JUSTICE - Peut-on interdire le port du voile intégral sans bafouer les droits des individus? Après la reconnaissance des enfants nés de GPA la semaine dernière,, la Cour européenne des droits de l'homme (CEDH) a tranché ce mardi 1er juillet un autre dossier hautement sensible en France.
Saisie par une jeune Française adepte de la burqa et du niqab, la CEDH a finalement validé l'interdiction du voile islamique intégral votée en France comme en Belgique. Dans un arrêté très attendu, la Cour a souligné que "la préservation des conditions du 'vivre ensemble' était un objectif légitime" des autorités françaises. Celles-ci disposent à cet égard d'une "ample marge d'appréciation". Par conséquent la loi votée fin 2010 en France n'était pas contraire à la convention européenne des droits de l'Homme.
La CEDH a également estimé que "les sanctions en jeu (...) sont parmi les plus légères que le législateur pouvait envisager" et "l'interdiction contestée peut par conséquent passer pour proportionnée au but poursuivi".
Une "parfaite citoyenne" adepte du niqab
La plaignante, qui n'a accepté de dévoiler que ses initiales S.A.S., avait saisi la Cour pour contester la loi votée fin 2010 qui stipule que "nul ne peut, dans l'espace public, porter une tenue destinée à dissimuler son visage", sous peine de 150 euros d'amende et/ou d'un stage de citoyenneté.
"Parfaite citoyenne française d'un niveau d'éducation universitaire", la jeune femme "parle de sa République avec passion. C'est une patriote", a assuré un de ses défenseurs, Me Tony Muman, à l'audience où elle était elle-même absente, fin novembre dernier. Dans sa requête elle affirme ne subir "aucune pression" familiale, accepter les contrôles d'identité, tout en voulant rester libre de porter le voile à sa guise.
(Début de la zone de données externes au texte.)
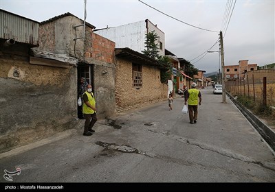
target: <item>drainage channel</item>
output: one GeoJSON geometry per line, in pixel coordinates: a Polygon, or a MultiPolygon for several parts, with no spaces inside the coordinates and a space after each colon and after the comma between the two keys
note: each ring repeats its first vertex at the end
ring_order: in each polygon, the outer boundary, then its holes
{"type": "Polygon", "coordinates": [[[243,116],[250,122],[256,130],[261,134],[263,139],[267,143],[272,149],[273,152],[275,152],[275,132],[258,119],[251,112],[246,109],[240,102],[235,99],[229,93],[226,93],[230,98],[232,103],[236,106],[243,116]]]}

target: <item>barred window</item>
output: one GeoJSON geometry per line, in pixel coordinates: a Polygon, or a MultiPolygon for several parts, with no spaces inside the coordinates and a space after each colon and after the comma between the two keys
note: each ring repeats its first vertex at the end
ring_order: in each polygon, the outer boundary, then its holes
{"type": "Polygon", "coordinates": [[[133,64],[133,86],[135,88],[142,87],[142,67],[141,64],[133,64]]]}

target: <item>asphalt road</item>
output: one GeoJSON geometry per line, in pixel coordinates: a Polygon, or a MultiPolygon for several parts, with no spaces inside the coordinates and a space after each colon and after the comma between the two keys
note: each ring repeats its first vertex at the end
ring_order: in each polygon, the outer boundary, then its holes
{"type": "Polygon", "coordinates": [[[0,154],[1,182],[274,182],[274,152],[231,101],[201,90],[196,124],[184,98],[98,121],[0,154]]]}

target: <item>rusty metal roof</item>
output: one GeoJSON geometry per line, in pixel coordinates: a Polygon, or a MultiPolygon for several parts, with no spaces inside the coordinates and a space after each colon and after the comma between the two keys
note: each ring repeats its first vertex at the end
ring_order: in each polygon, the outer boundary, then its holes
{"type": "Polygon", "coordinates": [[[0,10],[0,38],[39,45],[39,22],[0,10]]]}
{"type": "MultiPolygon", "coordinates": [[[[51,18],[51,19],[50,19],[48,20],[42,21],[41,23],[40,23],[40,24],[41,25],[44,25],[44,24],[46,24],[46,23],[51,23],[51,22],[53,22],[54,21],[56,21],[56,20],[58,20],[59,19],[61,19],[61,18],[63,18],[63,17],[65,17],[65,16],[72,16],[76,17],[76,18],[79,19],[80,20],[81,20],[82,22],[84,22],[84,21],[82,19],[77,17],[76,16],[72,14],[72,13],[67,12],[67,13],[65,13],[65,14],[60,14],[60,15],[58,15],[58,16],[54,16],[53,18],[51,18]]],[[[91,24],[87,23],[87,22],[85,22],[85,25],[89,26],[89,27],[90,27],[92,29],[96,29],[95,26],[94,26],[93,25],[91,25],[91,24]]]]}
{"type": "Polygon", "coordinates": [[[164,67],[158,60],[151,58],[143,53],[135,51],[128,47],[116,48],[115,54],[116,56],[118,58],[123,58],[131,62],[151,66],[155,66],[159,68],[164,69],[164,67]]]}

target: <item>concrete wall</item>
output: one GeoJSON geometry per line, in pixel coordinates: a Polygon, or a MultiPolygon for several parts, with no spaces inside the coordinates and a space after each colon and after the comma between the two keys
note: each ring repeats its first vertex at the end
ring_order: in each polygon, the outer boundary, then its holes
{"type": "MultiPolygon", "coordinates": [[[[115,43],[94,34],[86,25],[85,40],[75,38],[83,37],[82,21],[73,16],[60,18],[41,26],[39,49],[55,53],[76,57],[80,62],[94,67],[94,92],[96,100],[98,118],[110,117],[116,112],[114,49],[115,43]],[[74,48],[76,47],[76,51],[74,48]]],[[[76,79],[75,79],[76,83],[76,79]]],[[[77,92],[74,93],[77,98],[77,92]]]]}
{"type": "Polygon", "coordinates": [[[76,68],[30,64],[28,57],[9,53],[0,63],[0,152],[78,123],[76,68]]]}
{"type": "Polygon", "coordinates": [[[132,63],[116,58],[116,101],[118,112],[167,99],[168,86],[160,82],[160,71],[142,65],[142,87],[133,87],[132,63]]]}
{"type": "Polygon", "coordinates": [[[143,20],[121,26],[96,30],[94,33],[114,41],[116,43],[116,48],[128,47],[142,53],[142,51],[145,49],[146,34],[153,30],[155,30],[160,36],[160,40],[163,45],[162,50],[160,50],[159,54],[164,56],[164,33],[150,21],[148,22],[148,26],[146,26],[146,21],[143,20]]]}

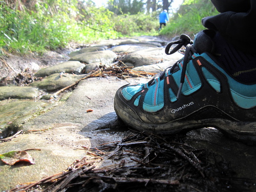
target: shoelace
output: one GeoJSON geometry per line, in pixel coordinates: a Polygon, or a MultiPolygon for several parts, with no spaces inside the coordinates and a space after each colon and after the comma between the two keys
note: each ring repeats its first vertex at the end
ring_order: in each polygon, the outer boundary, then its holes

Le cabinet d'avocats de Birmingham (Royaume-Uni) qui défend ses intérêts avait invoqué pas moins de six articles de la Convention européenne des droits de l'homme dans cette affaire (interdiction de traitements inhumains ou dégradants, droit au respect de la vie privée et familiale, à la liberté de pensée, de conscience et de religion, liberté d'expression, et interdiction de la discrimination).
Le gouvernement français demandait de son côté le rejet pur et simple de sa requête. Ses représentants avait souligné que la loi française ne visait pas spécifiquement le port du voile intégral, mais la dissimulation du visage par quelque moyen que ce soit dans l'espace public, et donc aussi à l'aide d'une cagoule ou d'un casque de moto.
Dans le même temps, ils ont relevé le caractère extrêmement minoritaire de la pratique du voile intégral en France. Alors que le nombre de musulmans vivant dans le pays est estimé à plus de 5 millions, seulement "1.900 femmes environ étaient concernées fin 2009", selon une mission d'information de l'Assemblée nationale.
Et dans ses observations présentées à la Cour de Strasbourg, le gouvernement français s'est félicité que ce chiffre ait chuté de pratiquement 50% depuis 2010, "grâce à un important travail d'information du public mené à l'époque".
La CEDH avait validé l'interdiction du voile à l'école
La Belgique, qui a voté en 2011 une loi similaire au texte français, s'est associée à la procédure. Dans sa jurisprudence passée, la Cour a déjà accordé à la France une marge d'appréciation pour interdire au nom de la laïcité le foulard dans les établissements scolaires. Elle a aussi validé l'obligation de retirer foulards et turbans aux contrôles de sécurité. Mais en 2010, elle a condamné la Turquie en disant qu'arborer un vêtement religieux ne constituait pas en soi une menace à l'ordre public ou du prosélytisme.
L'arrêt de la CEDH intervient quelques jours après la confirmation par la Cour de cassation française du licenciement pour faute grave d'une salariée voilée de la crèche Baby-Loup, qui envisage elle aussi de se pourvoir à Strasbourg.
La décision des juges de Strasbourg coïncide aussi avec celle de la cour d'appel de Versailles. Celle-ci a confirmé ce mardi la condamnation à trois mois de prison avec sursis d'un jeune homme qui s'était violemment interposé lors du contrôle d'identité de sa femme portant le niqab, en juillet 2013 à Trappes, en banlieue parisienne.
L'affaire avait provoqué une flambée de violences urbaines. Son épouse, condamnée à un mois de prison avec sursis pour outrage et rébellion, et à 150 euros d'amende pour le port d'un niqab, doit être rejugée en appel en octobre.